Mi delirio en Fuerte Tiuna, por Teodoro Petkoff
Quien oyó ayer el discurso del Presidente, al cierre de la tradicional parada militar del 5 de Julio, debe haber sacado la impresión de que este país está literalmente en vísperas de sufrir una agresión armada por parte de alguna potencia extranjera. El lenguaje fue propio de una guerra inminente, pero más jactancioso que nunca. Deliró con las ametralladoras “punto 50” en el Avila, con los “misiles” que tumbarán los “aviones enemigos” y otras zarandajas similares, en el proverbial tono de “agárrenme que lo mato”. Y, sin embargo, nadie en su sano juicio percibe en el horizonte tal amenaza. De modo que hay que preguntarse a qué obedece esa retórica rimbombante, de tropical exuberancia y desmesura, sobre una guerra en la cual nadie cree, incluyendo a los propios partidarios más o menos serios del Presidente.

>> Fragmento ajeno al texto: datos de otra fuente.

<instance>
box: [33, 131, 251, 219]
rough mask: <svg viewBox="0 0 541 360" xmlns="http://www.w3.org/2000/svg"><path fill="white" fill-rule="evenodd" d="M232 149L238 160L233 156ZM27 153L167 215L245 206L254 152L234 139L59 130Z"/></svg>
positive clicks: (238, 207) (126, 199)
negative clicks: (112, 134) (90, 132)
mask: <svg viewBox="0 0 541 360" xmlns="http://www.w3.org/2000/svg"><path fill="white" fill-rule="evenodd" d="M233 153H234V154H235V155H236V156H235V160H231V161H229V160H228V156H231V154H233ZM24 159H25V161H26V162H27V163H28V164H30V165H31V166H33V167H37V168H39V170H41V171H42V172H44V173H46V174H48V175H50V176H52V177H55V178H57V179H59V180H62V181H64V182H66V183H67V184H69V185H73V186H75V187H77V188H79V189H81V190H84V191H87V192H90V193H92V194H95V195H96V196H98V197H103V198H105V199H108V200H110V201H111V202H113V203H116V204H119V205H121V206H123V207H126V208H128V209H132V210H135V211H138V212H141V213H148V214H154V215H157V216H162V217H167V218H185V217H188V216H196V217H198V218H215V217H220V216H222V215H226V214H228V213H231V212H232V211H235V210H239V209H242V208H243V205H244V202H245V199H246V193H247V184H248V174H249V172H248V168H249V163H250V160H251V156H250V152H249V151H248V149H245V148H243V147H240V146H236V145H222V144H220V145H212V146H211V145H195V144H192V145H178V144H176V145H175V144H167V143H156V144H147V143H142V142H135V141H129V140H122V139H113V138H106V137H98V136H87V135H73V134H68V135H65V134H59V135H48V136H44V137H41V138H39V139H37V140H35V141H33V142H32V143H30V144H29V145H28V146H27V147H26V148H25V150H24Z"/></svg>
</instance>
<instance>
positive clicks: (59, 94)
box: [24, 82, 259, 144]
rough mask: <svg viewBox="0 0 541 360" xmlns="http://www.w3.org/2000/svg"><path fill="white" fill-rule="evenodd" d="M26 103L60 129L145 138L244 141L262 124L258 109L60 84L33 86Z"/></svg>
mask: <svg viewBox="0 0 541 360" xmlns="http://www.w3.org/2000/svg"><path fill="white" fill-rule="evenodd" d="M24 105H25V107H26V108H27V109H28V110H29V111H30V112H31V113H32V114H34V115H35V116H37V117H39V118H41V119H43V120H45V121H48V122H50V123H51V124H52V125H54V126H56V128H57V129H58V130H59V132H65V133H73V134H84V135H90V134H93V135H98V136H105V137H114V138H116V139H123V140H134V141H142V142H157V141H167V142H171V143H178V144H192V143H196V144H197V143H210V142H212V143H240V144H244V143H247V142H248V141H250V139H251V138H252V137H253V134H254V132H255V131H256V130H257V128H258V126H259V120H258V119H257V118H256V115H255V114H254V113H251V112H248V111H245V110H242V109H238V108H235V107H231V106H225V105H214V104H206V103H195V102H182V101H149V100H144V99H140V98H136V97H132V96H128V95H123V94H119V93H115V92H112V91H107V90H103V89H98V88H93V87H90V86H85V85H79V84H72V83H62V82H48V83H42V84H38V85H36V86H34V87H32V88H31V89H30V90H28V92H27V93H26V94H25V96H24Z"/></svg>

Los hechos son incontrovertibles. El matón del barrio no da ninguna señal de que se apreste a desembarcar en nuestras playas. No sólo porque está empantanado en Irak —lo cual ya sería suficiente argumento para no buscar camorra en la comarca latino-caribeña— sino porque cualquier análisis superficial de su política lleva rápidamente a la conclusión de que no tiene prevista acción militar en el continente. Muchas son las razones para ello pero baste con señalar que tan no la tiene que, a pesar de que hace ya tres lustros que desapareció el escudo soviético, no ha invadido a Cuba y ya los propios discursos de Fidel sobre tal posibilidad suenan tan huecos como los de Chávez. La otra hipótesis de guerra sería con Colombia. Sin embargo, ¿por qué nos atacaría nuestro vecino? ¿Lo haríamos nosotros? ¿Por cuál razón? Las habituales tensiones a propósito de guerrillas, paras y narcos no dan para armar un casus belli en ninguno de los dos lados.
Forzoso es concluir, pues, que esos aguajes belicosos podrían esconder otra intención. ¿Cuál podría ser? La de reforzar una óptica militarista sobre la vida de la nación. La de subordinar ésta a una concepción militar de la sociedad. Cuando el Presidente pregona, como ayer, que la defensa es la gran prioridad de la nación, subordinando a ella toda otra acción de gobierno, pretende, obviamente, encuadrar tanto la gestión de éste como el desempeño global de la sociedad a las supuestas exigencias de una emergencia bélica. Ya no sería el combate contra la pobreza, por ejemplo, el gran objetivo nacional, sino la guerra contra un enemigo, impreciso por ahora —aunque sean tan frecuentes las alusiones a la supuesta invasión del “imperialismo yanqui” —, frente al cual habría que poner en tensión todas las energías de combate del país, colocando, además, su conducción en manos de la FAN (y de su comandante en jefe, qué duda cabe), que, según se dijo ayer, sería la columna vertebral de la “estrategia nacional”.
La “guerra asimétrica” y el propio “socialismo del siglo XXI” no serían sino la coartada para la militarización del país.
Sin embargo, a pesar de lo grave del tema, es difícil no sonreír al pensar que, en el fondo, hay mucho más de Tartarín de Tarascón y de cuentos de cazador que de otra cosa.